If there is one British Columbian particular suffered in crass glut it is water. Residential water was not metered until venal politicians mused revenue as opposed to consumption. Media shriek "Drought!" after seven consecutive dry days (supremely rare event in any case). The entirely of BC is a sodden moss-covered cubic rot-infested continuously sprinkled sponge. Do you want a drink? Look up with an open mouth. If you want to drown, do it under a roof edge.
A bottle of plain water sells for the price of a Pepsi containing water, 70 grams of corn syrup, a gamut of FDA GRAS chemicals, and quality assurance. The containers cancel as does the water. Is bottled water a giant screw of the purchaser? (Did Pierre Trudeau lean out a train window and give the finger to British Columbia up front and personal?) Questions of 100% Canadian content versus smuggled water arise.
The upscale UVic undergrad has dyed hair, a pierced face, baggy clothing, a sagging damp backpack, a smoldering cigarette, and a bottle of water conspicuously displayed. It makes for an unkempt Asian or East Indian trying to pass for US Inner City youth. The campus is littered with discarded poly(ethylene terepthalate) shells gently bobbing in puddles despite a preponderance of noisome recycling bins. (Collected urine flows diluted but otherwise unsullied into the ocean, then south to Washington State.) Victoria airport has a machine trading $(US)1 folding green for a loonie, a local profit of $(Cdn)0.47/transaction. Do not complain - they do it to their kids, too.
I retrieved a discarded water bottle for further analysis. Unlike the sharply defined threads of a pop bottle white screw cap, a water bottle blue cap has wormy rounded meanders that poorly mesh into their PET counterparts. Pay more, get less, be an Enviro-whiner.
What is in the "purified" water besides water? Inorganics are middling boring. Really dangerous stuff (Campylobacter, E. coli, cholera...) is carbon-based. It is a simple thing to dump a few milliliters of costly quaff into a 10 mm NMR tube, then into a 360 MHz FT-NMR for a carbon-13 spectrum accumulated through 40,000 pulses over a slow evening. Truth slithered out a laser printer the next morning. Drink tap water.

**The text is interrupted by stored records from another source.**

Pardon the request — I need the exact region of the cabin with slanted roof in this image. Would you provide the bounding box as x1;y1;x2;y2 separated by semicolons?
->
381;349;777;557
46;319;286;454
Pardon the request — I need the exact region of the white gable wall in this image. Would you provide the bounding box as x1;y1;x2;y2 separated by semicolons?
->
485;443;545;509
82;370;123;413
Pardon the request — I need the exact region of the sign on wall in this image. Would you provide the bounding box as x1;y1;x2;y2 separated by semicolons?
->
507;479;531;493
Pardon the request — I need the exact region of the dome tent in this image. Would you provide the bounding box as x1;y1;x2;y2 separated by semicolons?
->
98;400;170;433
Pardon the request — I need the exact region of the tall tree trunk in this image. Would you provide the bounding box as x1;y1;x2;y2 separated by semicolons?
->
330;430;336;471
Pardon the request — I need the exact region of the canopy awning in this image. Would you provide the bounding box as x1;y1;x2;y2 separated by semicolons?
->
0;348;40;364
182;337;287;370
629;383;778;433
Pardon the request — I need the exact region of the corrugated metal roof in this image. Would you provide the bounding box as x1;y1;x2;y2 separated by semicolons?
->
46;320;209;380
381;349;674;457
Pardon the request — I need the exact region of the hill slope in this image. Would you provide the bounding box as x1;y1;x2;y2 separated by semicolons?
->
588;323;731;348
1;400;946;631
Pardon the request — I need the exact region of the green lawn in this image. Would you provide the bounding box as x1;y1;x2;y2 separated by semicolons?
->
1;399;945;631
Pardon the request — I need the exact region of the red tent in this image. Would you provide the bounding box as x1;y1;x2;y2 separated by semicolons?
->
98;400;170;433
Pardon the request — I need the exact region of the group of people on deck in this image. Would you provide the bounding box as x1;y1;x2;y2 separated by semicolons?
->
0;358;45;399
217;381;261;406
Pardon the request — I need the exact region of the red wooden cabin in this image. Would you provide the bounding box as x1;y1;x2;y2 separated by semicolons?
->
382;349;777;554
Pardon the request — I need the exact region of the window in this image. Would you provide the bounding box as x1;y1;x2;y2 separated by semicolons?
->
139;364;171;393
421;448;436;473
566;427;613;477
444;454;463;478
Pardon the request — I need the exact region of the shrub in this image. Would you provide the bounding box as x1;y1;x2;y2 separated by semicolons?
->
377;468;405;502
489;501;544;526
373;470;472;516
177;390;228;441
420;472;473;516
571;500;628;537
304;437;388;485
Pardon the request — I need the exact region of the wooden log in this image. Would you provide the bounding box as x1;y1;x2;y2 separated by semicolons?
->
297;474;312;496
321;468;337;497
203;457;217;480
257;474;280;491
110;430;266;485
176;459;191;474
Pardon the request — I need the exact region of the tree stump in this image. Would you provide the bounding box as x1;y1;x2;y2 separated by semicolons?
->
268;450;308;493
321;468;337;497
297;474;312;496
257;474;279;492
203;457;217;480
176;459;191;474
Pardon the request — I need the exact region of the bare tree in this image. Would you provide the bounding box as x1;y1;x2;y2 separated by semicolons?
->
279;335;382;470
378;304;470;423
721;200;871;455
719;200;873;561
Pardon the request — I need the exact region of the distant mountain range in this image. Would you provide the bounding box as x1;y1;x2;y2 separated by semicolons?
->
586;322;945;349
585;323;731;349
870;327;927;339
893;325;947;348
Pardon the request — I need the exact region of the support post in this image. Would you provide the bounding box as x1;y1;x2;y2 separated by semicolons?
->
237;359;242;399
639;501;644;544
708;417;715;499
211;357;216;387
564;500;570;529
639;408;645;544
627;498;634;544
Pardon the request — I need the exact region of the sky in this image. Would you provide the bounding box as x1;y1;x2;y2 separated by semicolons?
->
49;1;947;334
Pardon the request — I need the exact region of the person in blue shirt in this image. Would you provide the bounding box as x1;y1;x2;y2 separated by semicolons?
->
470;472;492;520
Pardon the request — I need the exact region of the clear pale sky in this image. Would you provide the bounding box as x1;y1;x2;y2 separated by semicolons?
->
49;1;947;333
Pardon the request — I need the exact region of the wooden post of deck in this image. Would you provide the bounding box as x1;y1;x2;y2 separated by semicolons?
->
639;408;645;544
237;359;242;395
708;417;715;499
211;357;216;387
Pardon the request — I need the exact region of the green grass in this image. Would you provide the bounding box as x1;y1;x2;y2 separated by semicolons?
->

The true test of revenue enhancement ("cost recovery" in the Great Dank North - it shows you where their heads are at) is pelf accumulated at the end of the month. I witnessed a maintenance drone unlock, unscrew, unfasten, and otherwise open the Pepsi machine. He pulled out a spare handful of change, dropped a few bottles onto the refrigerated stacks, and restored the redundant hermetic seal. Call it 20 minutes. If he does that twice an hour all day long he might cost recover his salary.
Water in Canada is as precious as tears lost in rain unless you want to flaunt it in a polyester container and learn the cost of fatuous grandiloquent second rate Second World sin.